The Fossil at Cherokee
Given the scale of what once was, it wouldn’t be difficult to call the place “Siouxland's biggest fossil,” a sprawling, endless petrifaction. Walk out the door of the lobby, keep the walls on your left and circle the entire place--it'll take you the better part of a half hour because the place is gargantuan.
A century ago, it had to have been perfectly colossal because 116 years later it still is. If you've never seen it, drive up sometime. It’ll stop you in your tracks.

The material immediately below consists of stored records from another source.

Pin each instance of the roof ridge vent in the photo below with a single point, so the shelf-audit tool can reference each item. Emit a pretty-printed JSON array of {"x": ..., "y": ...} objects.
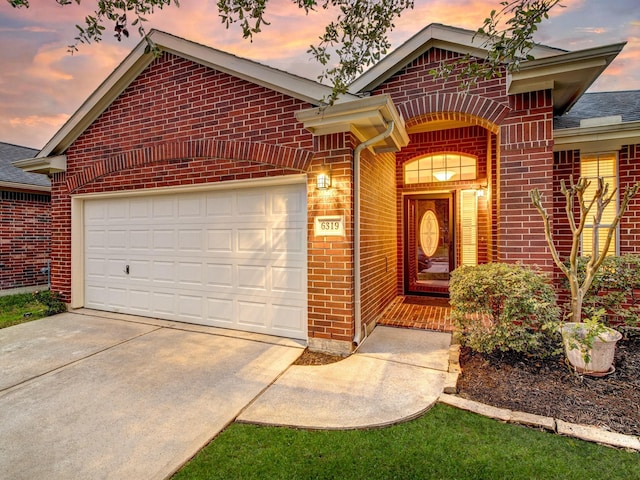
[{"x": 600, "y": 121}]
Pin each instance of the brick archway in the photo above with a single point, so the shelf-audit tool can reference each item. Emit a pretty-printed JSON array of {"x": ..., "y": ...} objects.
[
  {"x": 471, "y": 109},
  {"x": 275, "y": 155}
]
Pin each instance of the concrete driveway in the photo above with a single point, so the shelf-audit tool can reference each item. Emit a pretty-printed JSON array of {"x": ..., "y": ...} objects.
[{"x": 86, "y": 395}]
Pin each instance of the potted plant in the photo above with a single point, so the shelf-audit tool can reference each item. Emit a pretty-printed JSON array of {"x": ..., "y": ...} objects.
[
  {"x": 590, "y": 345},
  {"x": 585, "y": 339}
]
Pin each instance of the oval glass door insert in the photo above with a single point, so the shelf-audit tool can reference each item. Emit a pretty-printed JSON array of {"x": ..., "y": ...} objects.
[{"x": 429, "y": 233}]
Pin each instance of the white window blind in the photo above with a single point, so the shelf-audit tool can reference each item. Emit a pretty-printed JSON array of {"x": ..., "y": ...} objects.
[
  {"x": 469, "y": 227},
  {"x": 592, "y": 167}
]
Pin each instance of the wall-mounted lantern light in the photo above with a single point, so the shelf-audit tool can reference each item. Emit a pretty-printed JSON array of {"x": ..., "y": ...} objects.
[{"x": 323, "y": 181}]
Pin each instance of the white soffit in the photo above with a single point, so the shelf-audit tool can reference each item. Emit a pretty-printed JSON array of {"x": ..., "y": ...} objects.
[
  {"x": 365, "y": 118},
  {"x": 597, "y": 138},
  {"x": 46, "y": 165},
  {"x": 568, "y": 75},
  {"x": 278, "y": 80}
]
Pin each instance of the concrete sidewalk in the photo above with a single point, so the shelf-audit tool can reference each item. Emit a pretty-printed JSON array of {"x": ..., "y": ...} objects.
[
  {"x": 85, "y": 397},
  {"x": 88, "y": 395},
  {"x": 396, "y": 375}
]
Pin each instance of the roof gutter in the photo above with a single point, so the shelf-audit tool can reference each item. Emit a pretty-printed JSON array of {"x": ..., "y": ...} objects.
[{"x": 358, "y": 337}]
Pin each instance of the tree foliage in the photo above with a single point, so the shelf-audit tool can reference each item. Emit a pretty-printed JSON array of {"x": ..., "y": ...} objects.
[{"x": 356, "y": 39}]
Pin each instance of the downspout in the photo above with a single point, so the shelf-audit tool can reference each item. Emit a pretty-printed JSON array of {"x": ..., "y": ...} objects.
[{"x": 357, "y": 337}]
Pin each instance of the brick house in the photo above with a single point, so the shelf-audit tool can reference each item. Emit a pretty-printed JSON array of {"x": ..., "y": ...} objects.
[
  {"x": 195, "y": 186},
  {"x": 25, "y": 205}
]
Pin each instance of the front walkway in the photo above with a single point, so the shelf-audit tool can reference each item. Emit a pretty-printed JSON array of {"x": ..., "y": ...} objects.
[{"x": 425, "y": 313}]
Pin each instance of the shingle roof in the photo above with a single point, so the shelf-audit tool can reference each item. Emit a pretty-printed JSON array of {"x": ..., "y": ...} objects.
[
  {"x": 9, "y": 173},
  {"x": 601, "y": 104}
]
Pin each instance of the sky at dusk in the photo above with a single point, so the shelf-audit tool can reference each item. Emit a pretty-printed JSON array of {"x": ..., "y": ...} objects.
[{"x": 41, "y": 85}]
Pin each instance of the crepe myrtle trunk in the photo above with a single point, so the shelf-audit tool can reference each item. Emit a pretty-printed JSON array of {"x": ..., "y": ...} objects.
[{"x": 577, "y": 218}]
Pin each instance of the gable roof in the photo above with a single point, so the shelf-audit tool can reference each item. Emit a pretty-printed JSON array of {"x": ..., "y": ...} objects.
[
  {"x": 567, "y": 74},
  {"x": 435, "y": 35},
  {"x": 599, "y": 122},
  {"x": 601, "y": 104},
  {"x": 298, "y": 87},
  {"x": 13, "y": 177}
]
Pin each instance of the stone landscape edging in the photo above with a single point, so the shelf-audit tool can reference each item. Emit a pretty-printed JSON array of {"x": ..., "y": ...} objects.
[{"x": 583, "y": 432}]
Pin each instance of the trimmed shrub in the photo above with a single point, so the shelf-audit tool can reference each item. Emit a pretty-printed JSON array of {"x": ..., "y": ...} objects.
[{"x": 502, "y": 307}]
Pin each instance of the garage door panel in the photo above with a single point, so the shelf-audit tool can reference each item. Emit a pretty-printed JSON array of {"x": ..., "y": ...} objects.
[
  {"x": 189, "y": 273},
  {"x": 288, "y": 239},
  {"x": 139, "y": 240},
  {"x": 95, "y": 238},
  {"x": 252, "y": 277},
  {"x": 118, "y": 297},
  {"x": 285, "y": 279},
  {"x": 163, "y": 240},
  {"x": 251, "y": 314},
  {"x": 220, "y": 240},
  {"x": 190, "y": 240},
  {"x": 250, "y": 203},
  {"x": 219, "y": 274},
  {"x": 140, "y": 301},
  {"x": 252, "y": 240},
  {"x": 287, "y": 319},
  {"x": 229, "y": 258},
  {"x": 163, "y": 271},
  {"x": 190, "y": 307}
]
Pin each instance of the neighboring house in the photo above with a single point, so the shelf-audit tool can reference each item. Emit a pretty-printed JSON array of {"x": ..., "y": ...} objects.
[
  {"x": 25, "y": 222},
  {"x": 191, "y": 186}
]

Once upon a time masons pieced together a smokestack from the inside, 25-feet in circumference, stone on stone to 192 feet high. That smokestack is long gone, but to get a sense of its size, you'd have to be way on top and still use a wide-angle lens.
Sheldon wanted it. So did LeMars, Ft. Dodge, and Storm Lake. They all knew it was going to be huge. When the legislature decided Iowa's new hospital for the insane would be planted in the far northwest, frontier towns knew bringing the castle home would put their community on the map.
Politics drove things along a century ago just as they do today. In Des Moines the battle raged. Storm Lake's candidacy got bumped when some pseudo-scientist claimed that water was far too inviting "as a means whereby lunatics commit suicide." [Their language not mine.]
LeMars became the favorite. But some now largely-unremembered bill about liquor angered LeMars-leaning democrats, whose favor then swung Sheldon's way. Who knows whose ear got bent and how; but when the smoke and fire cleared, Cherokee won the Hospital for the Insane.
The dimensions of that decision are themselves stunning. It was built big enough to hold a thousand patients on 840 rural acres a mile west of town. It's hung with 1810 windows and a thousand doors for 550 rooms, 23 dining rooms, 30 baths, and 18 mop closets. Twelve acres of floor surface, 93,000 yards of plastering, 2300 lights. It's foundation of Sioux Falls granite is 1 1/4 miles around.
Dr. Thomas Story Kirkbride created the design back in the 1890s. He preached an enlightened gospel, to wit, that the treatment of mental illness required environs that looked like home, not prison. Kirkbride's "Moral Treatment" theories dictated marble fireplaces, spacious hallways, elaborate lighting. Still today, the Cherokee Mental Institute looks like a dozen Downton Abbeys.
The grounds are well kept, trees so tall and strong that one can only imagine what this behemoth looked like standing atop a bare plain with nary a tree in sight. It was a city on a hill.
Still, there's something from the pages of Edgar Allen Poe here. You expect bolts of lightning, men with vacant eyes and unreasonable smiles, inmates in straight-jackets or chains, hideous laughter racheting into screams. The place looks like horror, and for many, I'm sure, it was a place you were blessed to leave.
But a woman who grew up just down the hill told me she got used to seeing men and women in white walking through their garden. She never minded it really, never felt particularly afraid because the patients who’d wander weren't vicious or violent. Most were on their way back. The laboratories looked nothing like Dr. Frankenstein's. It's a foreboding place to be sure, but monstrous only in dimensions.
But it is a fossil because it holds remains of a time in the history of our treatment of the mentally ill that has almost nothing to do with today. Once, almost 2000 people lived there. Today, you'll see, not so. Part of the place is ghost town.
For decades, the Cherokee Hospital for the Insane was a palace people used as a dumping ground. They brought their grotesques here and left them because once upon a time we hid away people we considered embarrassments. The cemetery holds the graves of 800+ patients who died here, but none has a name because even in death, they were unwanted.
Asylum, people called it--and worse, "nut house," "funny farm," words that are themselves fossils. Insane is gone thankfully, thought obscene.
If the moral character of a society can be assessed by its treatment of its most vulnerable, then the story of the Cherokee Institute, this sprawling city on the hill, like a fossil, is full of and even haunted by stories of what we've been and who we are.
You can arrange a tour, and there's even a basement museum you won't forget. And the place is not a fossil, after all. Great work still goes on at and in the city on a hill.
Drive up sometime and see for yourself. It will take your breath away.